Thursday, May 06, 2021

Othello business owners glad to get to Phase 2

Staff Writer | February 16, 2021 1:00 AM

OTHELLO — Traditionally, the Pizza Factory is closed Monday, but manager Alfred Voorhies was in the shop, getting ready for Tuesday.

For the first time since November, the restaurant’s dining room, at 103 S. First Ave., is open for limited in-person dining.

Nancy Gonzalez, co-owner of Checo’s Mexican Grill, said the plan was to open dining, at 1180 S. First Ave., Monday. But the combination of a snowy morning and President’s Day meant reopening had to wait until Tuesday, and hopefully better weather, she said.

Othello and Adams County, along with the rest of eastern Washington, was in Phase 2 of the reopening plan imposed by Gov. Jay Inslee. Inslee announced Thursday most eastern Washington counties were eligible for Phase 2 and the rest were eligible Sunday.

Among other things, restaurants are allowed to reopen for in-person dining up to 25% of the building’s capacity. Gyms also can reopen up to 25% of building capacity, but the owner of Anytime Fitness in Othello was not available for comment.

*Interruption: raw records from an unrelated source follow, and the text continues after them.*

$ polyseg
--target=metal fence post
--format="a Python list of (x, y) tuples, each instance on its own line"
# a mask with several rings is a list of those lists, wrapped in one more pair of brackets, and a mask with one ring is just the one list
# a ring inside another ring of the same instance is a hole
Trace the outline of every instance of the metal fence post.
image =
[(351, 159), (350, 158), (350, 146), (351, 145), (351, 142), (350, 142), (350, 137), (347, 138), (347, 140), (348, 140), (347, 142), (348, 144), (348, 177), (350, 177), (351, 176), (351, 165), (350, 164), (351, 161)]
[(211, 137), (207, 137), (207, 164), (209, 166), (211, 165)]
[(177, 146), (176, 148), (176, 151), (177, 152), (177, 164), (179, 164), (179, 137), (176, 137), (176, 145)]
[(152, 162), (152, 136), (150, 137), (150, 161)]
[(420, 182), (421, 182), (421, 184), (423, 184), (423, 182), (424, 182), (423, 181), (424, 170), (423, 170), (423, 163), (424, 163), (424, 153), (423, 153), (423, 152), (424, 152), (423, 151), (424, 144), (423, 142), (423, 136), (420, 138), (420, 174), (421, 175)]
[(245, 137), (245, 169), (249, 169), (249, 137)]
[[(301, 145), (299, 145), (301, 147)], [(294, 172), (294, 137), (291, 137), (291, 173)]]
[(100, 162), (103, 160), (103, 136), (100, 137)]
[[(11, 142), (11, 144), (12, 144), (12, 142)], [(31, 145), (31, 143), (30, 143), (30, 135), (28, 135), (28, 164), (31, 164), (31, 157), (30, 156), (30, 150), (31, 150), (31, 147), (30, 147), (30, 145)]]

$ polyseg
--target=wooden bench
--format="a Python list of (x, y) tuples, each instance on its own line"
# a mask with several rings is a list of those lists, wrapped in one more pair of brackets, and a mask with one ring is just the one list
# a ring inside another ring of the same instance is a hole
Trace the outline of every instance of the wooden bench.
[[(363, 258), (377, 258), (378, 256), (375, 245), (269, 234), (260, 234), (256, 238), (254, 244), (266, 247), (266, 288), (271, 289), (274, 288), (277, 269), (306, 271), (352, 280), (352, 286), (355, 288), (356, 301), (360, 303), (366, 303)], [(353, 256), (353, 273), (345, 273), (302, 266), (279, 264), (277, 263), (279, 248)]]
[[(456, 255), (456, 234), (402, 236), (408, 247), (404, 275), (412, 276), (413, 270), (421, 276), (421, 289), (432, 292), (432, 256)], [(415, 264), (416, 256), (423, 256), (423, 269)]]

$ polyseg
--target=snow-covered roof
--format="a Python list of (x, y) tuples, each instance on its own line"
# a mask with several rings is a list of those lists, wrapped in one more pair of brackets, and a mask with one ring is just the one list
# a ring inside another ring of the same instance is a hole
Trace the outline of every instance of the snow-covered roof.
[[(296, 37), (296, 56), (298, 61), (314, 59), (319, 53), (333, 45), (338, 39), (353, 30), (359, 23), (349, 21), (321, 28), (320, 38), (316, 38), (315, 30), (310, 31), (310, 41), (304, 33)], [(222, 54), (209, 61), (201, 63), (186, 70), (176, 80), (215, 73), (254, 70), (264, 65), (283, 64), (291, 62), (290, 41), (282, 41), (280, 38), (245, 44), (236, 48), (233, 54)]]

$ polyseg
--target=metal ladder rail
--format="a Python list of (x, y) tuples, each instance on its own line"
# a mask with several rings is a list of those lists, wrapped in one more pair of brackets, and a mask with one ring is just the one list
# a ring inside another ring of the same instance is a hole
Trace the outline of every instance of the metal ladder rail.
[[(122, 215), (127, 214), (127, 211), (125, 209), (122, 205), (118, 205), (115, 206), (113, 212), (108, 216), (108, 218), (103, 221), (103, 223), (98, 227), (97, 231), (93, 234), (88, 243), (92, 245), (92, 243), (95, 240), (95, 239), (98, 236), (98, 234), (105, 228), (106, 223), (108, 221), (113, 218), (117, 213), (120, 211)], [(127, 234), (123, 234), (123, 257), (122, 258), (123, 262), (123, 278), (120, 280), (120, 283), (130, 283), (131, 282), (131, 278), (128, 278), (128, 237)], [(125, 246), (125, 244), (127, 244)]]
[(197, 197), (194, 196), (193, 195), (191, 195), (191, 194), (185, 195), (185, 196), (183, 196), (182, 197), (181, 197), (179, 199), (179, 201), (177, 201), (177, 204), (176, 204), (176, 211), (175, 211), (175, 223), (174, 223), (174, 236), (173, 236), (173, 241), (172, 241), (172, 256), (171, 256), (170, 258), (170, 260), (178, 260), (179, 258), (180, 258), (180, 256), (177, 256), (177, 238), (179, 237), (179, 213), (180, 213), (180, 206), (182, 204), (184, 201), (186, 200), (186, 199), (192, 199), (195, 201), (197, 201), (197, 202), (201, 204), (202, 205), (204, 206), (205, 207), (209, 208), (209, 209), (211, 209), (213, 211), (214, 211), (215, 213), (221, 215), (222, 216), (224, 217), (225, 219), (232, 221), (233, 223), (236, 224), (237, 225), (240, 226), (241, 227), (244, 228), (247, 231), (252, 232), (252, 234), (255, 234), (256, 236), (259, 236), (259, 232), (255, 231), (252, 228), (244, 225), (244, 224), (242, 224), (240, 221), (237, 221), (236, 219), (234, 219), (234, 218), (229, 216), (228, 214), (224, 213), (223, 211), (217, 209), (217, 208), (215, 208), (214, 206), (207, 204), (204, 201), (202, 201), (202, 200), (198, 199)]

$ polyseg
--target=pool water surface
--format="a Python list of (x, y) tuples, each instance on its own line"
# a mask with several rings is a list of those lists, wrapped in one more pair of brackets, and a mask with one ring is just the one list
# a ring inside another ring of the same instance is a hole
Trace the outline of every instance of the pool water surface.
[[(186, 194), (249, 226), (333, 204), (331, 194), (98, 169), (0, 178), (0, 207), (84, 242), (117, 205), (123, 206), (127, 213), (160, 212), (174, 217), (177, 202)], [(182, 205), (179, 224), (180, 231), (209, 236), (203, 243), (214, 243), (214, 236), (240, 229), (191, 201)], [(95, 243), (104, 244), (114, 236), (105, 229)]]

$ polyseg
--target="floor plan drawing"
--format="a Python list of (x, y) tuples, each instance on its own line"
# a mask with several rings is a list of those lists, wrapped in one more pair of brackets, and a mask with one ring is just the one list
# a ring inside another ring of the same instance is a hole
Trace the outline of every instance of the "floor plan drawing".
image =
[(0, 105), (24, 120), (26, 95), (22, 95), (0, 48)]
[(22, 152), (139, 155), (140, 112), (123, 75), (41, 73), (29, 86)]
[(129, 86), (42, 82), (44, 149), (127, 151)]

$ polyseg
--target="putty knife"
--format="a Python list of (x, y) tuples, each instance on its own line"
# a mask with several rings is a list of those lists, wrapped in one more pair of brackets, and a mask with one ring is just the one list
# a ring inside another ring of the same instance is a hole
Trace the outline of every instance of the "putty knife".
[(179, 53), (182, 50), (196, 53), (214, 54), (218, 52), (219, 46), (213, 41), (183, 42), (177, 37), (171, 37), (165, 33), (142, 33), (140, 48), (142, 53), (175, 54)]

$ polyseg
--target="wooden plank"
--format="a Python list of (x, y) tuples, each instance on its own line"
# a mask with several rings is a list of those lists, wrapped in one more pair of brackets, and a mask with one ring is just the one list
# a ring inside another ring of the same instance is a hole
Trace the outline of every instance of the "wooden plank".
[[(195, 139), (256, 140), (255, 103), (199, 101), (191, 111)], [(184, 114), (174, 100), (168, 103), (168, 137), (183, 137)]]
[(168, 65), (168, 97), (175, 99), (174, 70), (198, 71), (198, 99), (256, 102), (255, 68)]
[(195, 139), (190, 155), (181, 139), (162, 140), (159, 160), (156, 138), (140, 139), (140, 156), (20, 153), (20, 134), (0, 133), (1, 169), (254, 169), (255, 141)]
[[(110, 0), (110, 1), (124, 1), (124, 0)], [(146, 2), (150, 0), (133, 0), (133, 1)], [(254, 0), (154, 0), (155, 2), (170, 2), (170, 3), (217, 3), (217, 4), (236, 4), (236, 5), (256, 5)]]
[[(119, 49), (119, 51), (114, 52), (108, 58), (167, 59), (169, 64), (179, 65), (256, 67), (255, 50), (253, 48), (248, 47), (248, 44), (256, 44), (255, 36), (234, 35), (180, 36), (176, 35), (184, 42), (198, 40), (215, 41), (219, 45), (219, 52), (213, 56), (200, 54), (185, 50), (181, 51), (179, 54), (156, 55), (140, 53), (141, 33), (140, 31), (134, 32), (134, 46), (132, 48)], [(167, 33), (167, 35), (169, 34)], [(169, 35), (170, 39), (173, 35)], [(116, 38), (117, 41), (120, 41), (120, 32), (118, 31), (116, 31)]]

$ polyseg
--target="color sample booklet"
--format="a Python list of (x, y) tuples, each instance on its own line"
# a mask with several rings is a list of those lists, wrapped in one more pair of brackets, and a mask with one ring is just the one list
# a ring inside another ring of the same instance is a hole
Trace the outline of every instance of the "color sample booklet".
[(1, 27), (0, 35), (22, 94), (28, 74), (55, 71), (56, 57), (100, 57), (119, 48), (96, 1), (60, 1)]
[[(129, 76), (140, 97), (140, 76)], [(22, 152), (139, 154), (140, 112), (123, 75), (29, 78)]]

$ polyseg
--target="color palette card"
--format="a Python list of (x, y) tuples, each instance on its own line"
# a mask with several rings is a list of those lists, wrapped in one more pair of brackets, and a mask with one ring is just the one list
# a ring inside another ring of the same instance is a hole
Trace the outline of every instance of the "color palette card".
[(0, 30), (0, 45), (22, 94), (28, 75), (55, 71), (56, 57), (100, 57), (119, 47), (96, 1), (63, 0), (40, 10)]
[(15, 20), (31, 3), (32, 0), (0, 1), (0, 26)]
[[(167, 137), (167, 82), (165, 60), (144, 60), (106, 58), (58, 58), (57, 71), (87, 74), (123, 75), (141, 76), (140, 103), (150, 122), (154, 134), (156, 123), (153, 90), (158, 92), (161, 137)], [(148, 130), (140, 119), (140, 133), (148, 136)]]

Restaurants were allowed to offer outdoor dining prior to Phase 2 and some restaurants used tents and heaters. The Ironworks Cafe & Market, at 335 S. Broadway Ave., met requirements by opening its big sliding door. Owner Erika Rattray said she was happy to advance to Phase 2.

“We’re excited to be able to not have our door open, and it’s warm,” Rattray said.

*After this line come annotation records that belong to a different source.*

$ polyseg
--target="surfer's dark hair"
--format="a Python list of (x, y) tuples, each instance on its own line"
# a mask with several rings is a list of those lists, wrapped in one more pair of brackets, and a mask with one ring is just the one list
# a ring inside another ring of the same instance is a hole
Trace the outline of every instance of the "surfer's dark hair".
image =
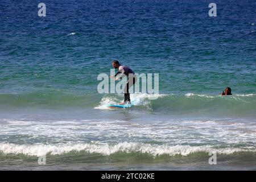
[(114, 60), (112, 61), (112, 63), (117, 64), (118, 65), (120, 65), (120, 63), (119, 63), (119, 61), (118, 60)]

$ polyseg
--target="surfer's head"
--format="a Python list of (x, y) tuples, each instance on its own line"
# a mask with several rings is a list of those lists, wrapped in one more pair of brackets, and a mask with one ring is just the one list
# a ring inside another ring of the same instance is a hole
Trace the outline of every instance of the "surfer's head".
[(225, 89), (225, 95), (232, 95), (231, 93), (231, 89), (230, 87), (227, 87)]
[(118, 68), (120, 64), (119, 63), (119, 61), (118, 60), (114, 60), (112, 61), (112, 65), (114, 68), (116, 69)]

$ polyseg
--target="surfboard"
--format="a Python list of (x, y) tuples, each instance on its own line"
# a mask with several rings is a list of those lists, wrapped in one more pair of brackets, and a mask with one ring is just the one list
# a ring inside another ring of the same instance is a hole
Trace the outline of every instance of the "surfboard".
[(118, 109), (118, 108), (128, 108), (131, 107), (133, 104), (118, 105), (118, 104), (110, 104), (108, 106), (109, 108)]

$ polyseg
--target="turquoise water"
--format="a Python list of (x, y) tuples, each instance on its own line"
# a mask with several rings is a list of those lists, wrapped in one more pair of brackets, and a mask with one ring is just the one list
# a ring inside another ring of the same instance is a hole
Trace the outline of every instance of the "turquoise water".
[[(44, 2), (0, 3), (0, 169), (255, 169), (254, 1), (215, 18), (209, 1)], [(123, 100), (97, 90), (114, 59), (159, 73), (158, 98), (106, 107)]]

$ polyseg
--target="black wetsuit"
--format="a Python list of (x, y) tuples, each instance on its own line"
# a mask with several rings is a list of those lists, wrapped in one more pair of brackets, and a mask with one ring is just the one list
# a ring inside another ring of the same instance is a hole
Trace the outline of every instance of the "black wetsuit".
[(121, 65), (118, 68), (118, 72), (115, 75), (115, 77), (118, 74), (123, 73), (125, 74), (127, 78), (126, 82), (126, 85), (125, 87), (125, 100), (124, 102), (130, 102), (131, 100), (130, 98), (129, 88), (135, 83), (137, 81), (136, 76), (134, 75), (134, 72), (129, 67)]

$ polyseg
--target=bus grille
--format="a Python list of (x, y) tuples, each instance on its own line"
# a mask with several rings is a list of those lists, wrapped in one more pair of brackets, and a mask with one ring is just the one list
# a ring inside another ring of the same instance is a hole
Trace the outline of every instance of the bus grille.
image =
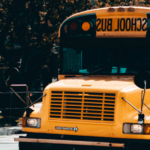
[(115, 94), (52, 91), (50, 118), (114, 121)]

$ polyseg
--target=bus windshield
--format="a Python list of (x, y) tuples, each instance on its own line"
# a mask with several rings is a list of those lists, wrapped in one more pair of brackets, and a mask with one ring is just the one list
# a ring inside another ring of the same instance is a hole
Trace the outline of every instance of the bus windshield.
[[(62, 48), (62, 73), (134, 75), (150, 71), (149, 48)], [(96, 71), (98, 70), (98, 71)]]

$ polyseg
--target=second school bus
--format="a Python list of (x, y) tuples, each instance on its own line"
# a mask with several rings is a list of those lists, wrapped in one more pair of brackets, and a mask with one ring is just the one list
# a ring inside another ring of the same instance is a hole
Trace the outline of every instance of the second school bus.
[(149, 144), (149, 18), (149, 8), (110, 7), (62, 23), (59, 81), (24, 113), (27, 136), (15, 139), (20, 150), (46, 143), (126, 149)]

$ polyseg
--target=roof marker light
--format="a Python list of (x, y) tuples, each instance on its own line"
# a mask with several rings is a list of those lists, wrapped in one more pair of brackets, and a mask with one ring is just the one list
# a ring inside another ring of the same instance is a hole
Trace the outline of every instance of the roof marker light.
[(110, 11), (110, 12), (115, 11), (115, 8), (109, 7), (109, 8), (108, 8), (108, 11)]
[(118, 11), (125, 11), (125, 9), (123, 7), (119, 7)]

Rattray said she returned from a trip to Coeur d’Alene, where the rules have been less restrictive than in Washington. The chance to meet friends and go out for a few hours does a lot for mental health, she said.

“Much better,” Gonzalez said. “It’s no fun being closed.”

Voorhies was outside, where some friends were plowing his parking lot Monday. Othello residents have done what they could to support the Pizza Factory and other businesses during the lockdowns, he said.

“The community has been very supportive of businesses that have tried to stay open,” he said.

Customers gave a couple of his workers extra tips, he said, and offered to help out if he needed it.

“To make sure they (the workers) are okay. To make sure we’re okay,” he said. “It’s just been awesome,”

Most of the Pizza Factory’s business was takeout, he said, so the pandemic didn’t have the impact it would have if the restaurant depended on its dining room. But Voorhies said he was ready to reopen.

“It means I get to see my customers,” he said.

The interaction with customers was sorely missed, he said.

“What I do miss is seeing the kids, seeing the people.” Voorhies said.

(This story has been updated to reflect the correct spelling of Erika Rattray.)